Q. You've been with Pioneer for 2 1/2 years. What do you do as a senior project manager?
A. One thing I don't do is write code. Although I work with the engineering group and discuss software development, I'm smart enough to know that there are people who are a lot more talented at writing software than me. At the highest level, my job is to make sure they know what to build, what to fix and when the product ships.
Q. What projects have you worked on at Pioneer?

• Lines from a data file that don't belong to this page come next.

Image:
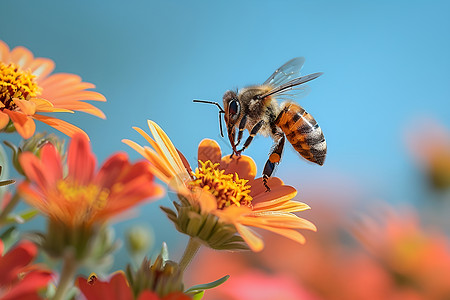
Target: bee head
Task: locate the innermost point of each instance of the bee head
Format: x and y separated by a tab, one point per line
232	108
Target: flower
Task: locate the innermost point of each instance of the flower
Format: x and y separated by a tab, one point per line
222	196
27	88
415	258
81	201
118	288
429	143
18	278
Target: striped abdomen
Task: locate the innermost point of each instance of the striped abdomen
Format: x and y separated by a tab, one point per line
303	132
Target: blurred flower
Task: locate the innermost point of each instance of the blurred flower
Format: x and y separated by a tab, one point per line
18	278
222	196
34	145
117	288
5	182
26	89
256	285
163	277
429	143
415	259
81	201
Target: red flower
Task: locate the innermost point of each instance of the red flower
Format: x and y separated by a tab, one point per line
19	279
117	288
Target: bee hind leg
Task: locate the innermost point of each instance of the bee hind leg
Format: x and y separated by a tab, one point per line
253	132
241	129
273	161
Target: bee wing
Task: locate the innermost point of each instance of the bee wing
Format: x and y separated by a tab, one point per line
286	72
292	87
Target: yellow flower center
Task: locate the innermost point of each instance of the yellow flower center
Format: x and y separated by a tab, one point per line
228	189
16	83
90	196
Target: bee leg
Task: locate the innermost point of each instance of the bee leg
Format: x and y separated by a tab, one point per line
241	129
231	137
253	132
274	159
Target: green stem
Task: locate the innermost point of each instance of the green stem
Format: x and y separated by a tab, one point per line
189	253
9	208
67	276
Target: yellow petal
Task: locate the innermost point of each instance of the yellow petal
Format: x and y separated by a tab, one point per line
255	242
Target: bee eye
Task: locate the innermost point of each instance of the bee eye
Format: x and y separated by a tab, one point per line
234	108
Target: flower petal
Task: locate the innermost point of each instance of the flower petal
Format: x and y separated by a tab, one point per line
255	243
243	165
24	124
27	107
61	125
81	160
4	52
276	195
168	149
209	150
15	260
21	56
29	285
42	67
4	119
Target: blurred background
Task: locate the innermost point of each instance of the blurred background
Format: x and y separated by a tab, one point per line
383	104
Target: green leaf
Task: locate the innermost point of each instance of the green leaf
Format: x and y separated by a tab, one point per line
164	252
196	289
198	296
22	217
10	237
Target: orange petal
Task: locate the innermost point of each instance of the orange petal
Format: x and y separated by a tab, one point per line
289	233
209	150
42	67
81	95
71	88
250	237
81	106
4	52
244	166
24	124
170	152
276	195
287	206
60	125
4	119
21	56
28	107
165	177
80	159
43	105
59	81
259	188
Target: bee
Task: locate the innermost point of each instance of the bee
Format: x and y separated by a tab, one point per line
257	109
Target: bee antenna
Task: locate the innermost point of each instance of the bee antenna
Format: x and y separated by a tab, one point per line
221	111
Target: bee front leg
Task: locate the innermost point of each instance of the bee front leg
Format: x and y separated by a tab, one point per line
253	132
241	129
274	159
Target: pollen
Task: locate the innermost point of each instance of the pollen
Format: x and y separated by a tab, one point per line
228	189
90	195
16	83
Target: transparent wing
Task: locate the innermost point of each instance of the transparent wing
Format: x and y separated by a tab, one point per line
293	87
286	72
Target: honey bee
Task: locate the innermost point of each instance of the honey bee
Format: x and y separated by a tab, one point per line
257	109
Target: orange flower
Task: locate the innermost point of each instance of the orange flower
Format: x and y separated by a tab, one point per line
222	190
415	258
26	89
118	288
19	279
84	197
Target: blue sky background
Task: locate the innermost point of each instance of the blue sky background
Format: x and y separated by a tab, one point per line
386	66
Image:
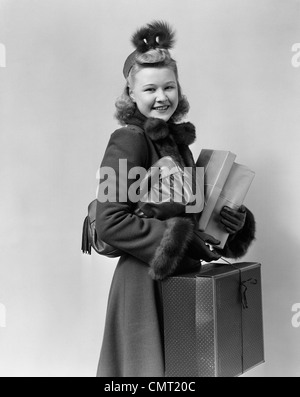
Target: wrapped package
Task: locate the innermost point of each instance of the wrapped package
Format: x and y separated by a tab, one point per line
217	165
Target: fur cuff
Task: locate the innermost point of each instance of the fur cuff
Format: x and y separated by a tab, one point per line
237	245
168	255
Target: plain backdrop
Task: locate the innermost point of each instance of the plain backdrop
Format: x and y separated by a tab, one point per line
63	72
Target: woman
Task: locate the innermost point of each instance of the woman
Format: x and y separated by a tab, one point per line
150	109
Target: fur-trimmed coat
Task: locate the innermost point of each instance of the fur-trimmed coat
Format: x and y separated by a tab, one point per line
153	249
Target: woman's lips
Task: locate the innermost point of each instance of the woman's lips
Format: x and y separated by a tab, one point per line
161	108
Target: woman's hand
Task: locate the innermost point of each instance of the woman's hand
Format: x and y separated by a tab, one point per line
233	220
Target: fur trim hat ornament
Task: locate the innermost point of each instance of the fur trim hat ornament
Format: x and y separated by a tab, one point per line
155	35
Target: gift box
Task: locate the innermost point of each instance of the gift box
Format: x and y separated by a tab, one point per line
213	321
232	195
217	165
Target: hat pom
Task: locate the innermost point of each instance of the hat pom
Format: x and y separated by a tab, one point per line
157	34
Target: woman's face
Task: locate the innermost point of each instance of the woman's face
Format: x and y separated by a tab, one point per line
155	92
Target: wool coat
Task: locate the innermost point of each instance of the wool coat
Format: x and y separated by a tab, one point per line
153	248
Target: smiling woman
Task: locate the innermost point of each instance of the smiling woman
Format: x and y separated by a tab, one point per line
155	92
151	247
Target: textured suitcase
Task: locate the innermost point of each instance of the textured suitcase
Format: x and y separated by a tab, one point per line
213	321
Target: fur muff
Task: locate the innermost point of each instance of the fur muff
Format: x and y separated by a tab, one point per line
168	255
156	129
237	245
184	133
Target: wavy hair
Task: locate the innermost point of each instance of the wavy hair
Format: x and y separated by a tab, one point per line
157	58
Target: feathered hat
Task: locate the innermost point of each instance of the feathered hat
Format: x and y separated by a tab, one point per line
157	34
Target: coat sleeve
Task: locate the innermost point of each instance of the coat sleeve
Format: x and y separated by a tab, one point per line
159	243
237	244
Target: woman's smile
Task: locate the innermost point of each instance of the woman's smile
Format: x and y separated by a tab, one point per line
155	92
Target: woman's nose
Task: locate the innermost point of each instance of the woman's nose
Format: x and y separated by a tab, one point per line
161	96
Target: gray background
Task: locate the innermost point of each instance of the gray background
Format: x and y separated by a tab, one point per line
63	73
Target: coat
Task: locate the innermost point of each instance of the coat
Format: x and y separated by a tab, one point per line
153	249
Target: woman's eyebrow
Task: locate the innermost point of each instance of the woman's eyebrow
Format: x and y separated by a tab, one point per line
152	84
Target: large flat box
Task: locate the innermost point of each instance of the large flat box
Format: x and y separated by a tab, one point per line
213	321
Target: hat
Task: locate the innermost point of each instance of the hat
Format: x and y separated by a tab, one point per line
155	35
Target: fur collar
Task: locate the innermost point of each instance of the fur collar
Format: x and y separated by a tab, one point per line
170	139
157	130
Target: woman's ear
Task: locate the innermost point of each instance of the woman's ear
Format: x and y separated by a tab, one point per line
131	94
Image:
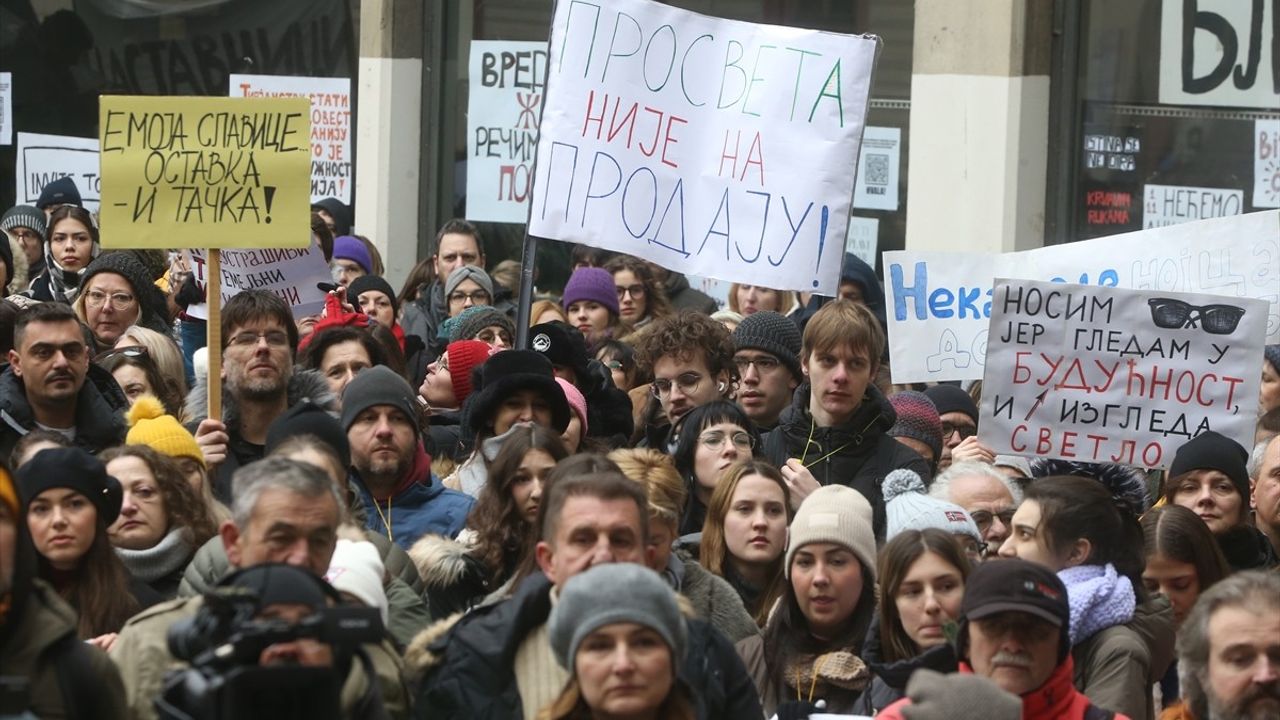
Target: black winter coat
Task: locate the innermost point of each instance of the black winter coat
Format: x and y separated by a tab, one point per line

A. I have mainly focused on two projects, Video on Demand (VOD) and Passport Echo, our digital video recorder (DVR) software. These are both large projects that have taken quite a long time to develop and deploy. The VOD application extends Passport's schedule-based navigation, which is used in the Program Guide. Viewers can browse movie and television titles, make a purchase, and watch the video immediately. Unlike Pay-Per-View movies, you can fast forward, rewind and pause on-demand videos just as you would if you were using a DVD. Passport Echo extends the Program Guide and VOD features by allowing viewers to pause, rewind and fast forward live video, as well as save shows to an internal hard drive for later playback. The first version of Passport Echo was commercially deployed this year and is available in Orange County through Time Warner Cable.
Q: What projects are you currently working on at Pioneer?
A. We've been updating Passport Echo to run on high-definition DVR set-top boxes, which will be available soon. We're also creating a version of Passport that will run in Pioneer's new digital cable-ready 50-inch plasma display. This next-generation media receiver can tune to off-air TV and digital cable signals without the need for an external set-top box.